10) Unless you are so ill that you do need to rest in bed, try to accomplish a few things.  It's so much more pleasant to reach the end of the day and to be able to think that some things got done than to have wasted a whole day.  Even small investments in making your home pleasant, clean, and sneeze free will pay off later on. 
11)  Taking a walk in fresh air might help, or, if your allergies are forcing you to stay inside, doing little bits of exercise throughout the day can boost your mental and physical well-being.  Stretch from time to time or take some deep breaths.  If you're not up to your normal exercise routine, try taking a few minutes here and there to move about and get your oxygen going.
12)  One days when you are the most ill, you will likely lack as much motivation as you usually have.  Even things you enjoy doing might seem daunting.  Sometimes, you may need to take a "just do it" attitude.  Once you dig in to a chore, you might find that you have more motivation and more momentum.  Likewise, if you are feeling too tired to exercise, you might find that your energy flows more freely once you get started.  Even if you don't ramp up to full speed, you will probably find the strength and the will to accomplish more than you thought possible. If you get your day started well and you still can't find any "oomph", that could be a sign that you do need more rest.
13) As best as you can, keep your personal spaces -- bedroom and bathroom -- and your kitchen tidy and your appearance fresh and neat.  These things can give you more energy to branch out to other tasks.   
14)  Pray for strength and clarity.  Pray for the wisdom to know when to push through and get things done and when to step back and rest. 

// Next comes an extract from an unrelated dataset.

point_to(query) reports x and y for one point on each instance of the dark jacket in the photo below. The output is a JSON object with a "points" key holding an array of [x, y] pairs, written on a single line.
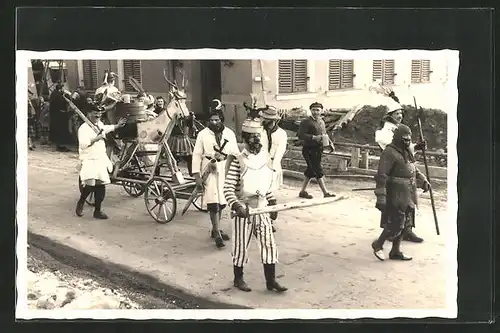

15)  Do what you can to support your health on a daily basis.  Often, we think about this when our body is weak, and it cries out for a healthy diet, rest, and exercise.  For optimum health and mental clarity, however, we have to work on our health consistently. 
16)  On a really bad day, set just three important goals.  If you get them done, set three more.  Don't overwhelm yourself with a long, long to-do list.   If you're having trouble deciding which three to do, just do your best.  Sometimes, these three goals will present themselves:  Perhaps, your children are at a class, and you must pick them up.  You can even set goals by the hour.  In the next hour, I will accomplish this________.  If I finish and have more time, I will do this:  _________,  Be thankful for everything that you do get done.